Dans la 16e circonscription, François Hollande a remporté 67% des suffrages au second tour de l’élection présidentielle. Jean-Christophe Cambadélis a de nombreuses raisons de croire qu’il emportera un 3e mandat consécutif de député. Mais il se garde bien d’afficher son assurance : « Le danger, c’est la certitude d’être réélu. » Alors il mène sa campagne normalement : avec ses équipes, ils font quotidiennement du porte à porte pour distribuer des tracts et sillonnent la circonscription pour rappeler aux habitants que la partie n’est pas encore gagnée. Quelques mots glissés ça et là laissent cependant transparaitre un certain aplomb : « Il y a 5 ans Bernard Jomier (EELV) et Jean-Jacques Giannesini(UMP) ont fait une campagne sur mes absences à l’Assemblée et dans le 19e, ça n’a pas marché. » Et encore : « On pourrait critiquer mes idées politiques, les questions que je pose, mais on ne le fait pas car on sait que sur ce terrain là j’ai de quoi me défendre », glisse-t-il, énigmatique.
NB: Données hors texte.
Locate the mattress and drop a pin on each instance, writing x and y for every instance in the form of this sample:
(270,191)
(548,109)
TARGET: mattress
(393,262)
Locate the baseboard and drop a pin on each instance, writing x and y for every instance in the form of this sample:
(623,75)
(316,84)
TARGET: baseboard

Les critiques concernant son manque de présence sur le terrain dans le 19e arrondissement, il s’en moque. Pour lui, c’est le rôle d’un maire. Il explique qu’à partir du moment où l’on ne veut pas cumuler les mandats de député et de maire, il faut bien distinguer les deux fonctions : « Si on est pour le non-cumul des mandats, on ne peut pas demander à un député de fonctionner comme un maire. » Il estime que le rôle du parlementaire n’est pas d’un être un « notable ». Cela correspond à une vision dépassée : « À l’époque d’Internet, dire qu’il faut être présent sur le marché c’est ridicule. » Il préfère revendiquer sa « modernité », qui consiste à inventer une « complémentarité » avec l’exécutif municipal. « J’ai toujours été un précurseur, dès 1988 j’avais imaginé un numéro de téléphone où les gens pouvaient nous faire part de leurs problèmes », ajoute-t-il fièrement. « Je suis présent d’une autre manière : avec ma permanence, les cafés politiques et mes assistants, avance-t-il. Il faut savoir que je traite de 400 à 500 dossiers par an d’habitants du 19e. »

Satisfait du travail accompli

Délaisser le local pour se concentrer sur l’action nationale qui revient au député, l’idée semble cohérente. Mais là où le bât blesse, c’est que les statistiques (déjà relevées par dixneufinfo.com), trahissent aussi un manque de présence à l’Assemblée. Jean Christophe Cambadélis conteste ces chiffres et s’estime « dans la moyenne ». Il ajoute qu’en tant que membre de la commission des affaires étrangères, il est logiquement moins sollicité que les commissions des lois ou des finances. Aux interventions orales « qui ne servent pas toujours à grand chose », il oppose les questions écrites qui « obligent le ministre à répondre ». Dans ce domaine, il est vrai qu’il se place parmi les plus prolifiques du Parlement. « Toutes mes questions écrites sont en relation avec des problèmes du 19e arrondissement, explique-t-il. Quand j’ai une réponse du ministre, je peux l’envoyer aux personnes concernées du 19e. »

Après dix ans d’action ininterrompue dans le 19e arrondissement, le député sortant est plutôt satisfait du travail accompli avec son suppléant François Dagnaud et le maire Roger Madec. D’abord, sur le plan de la sécurité, de gros efforts ont été réalisés, même s’ils sont encore perfectibles. Ensuite, sur le terrain associatif : « On a obtenu de nombreuses subventions et on a même réussi à obtenir le soutien de l’Assemblée et l’Union Européenne pour certaines associations ». Autre réussite : l’invention dès 1996 des Conseils de quartiers. S’ils ont encore une « efficacité discutable » reconnait-t-il, c’est parce qu’il est impossible de leurs allouer un budget conséquent, mais ils permettent de « faire remonter les problèmes » aux oreilles des élus. C’est ainsi qu’ils ont pu s’emparer de la question de la saleté des rues, par exemple. À l’avenir, en cas de réélection, Jean-Christophe Cambadélis souhaite « aller au bout de la requalification du 19e », en implantant de nouveaux lieux culturels, des hôtels et des restaurants. Ils s’agit là des objectifs pour la circonscription, car sur le plan personnel “Camba” a d’autres projets : il espère prendre la tête du PS lors du congrès qui aura lieu à l’automne 2012.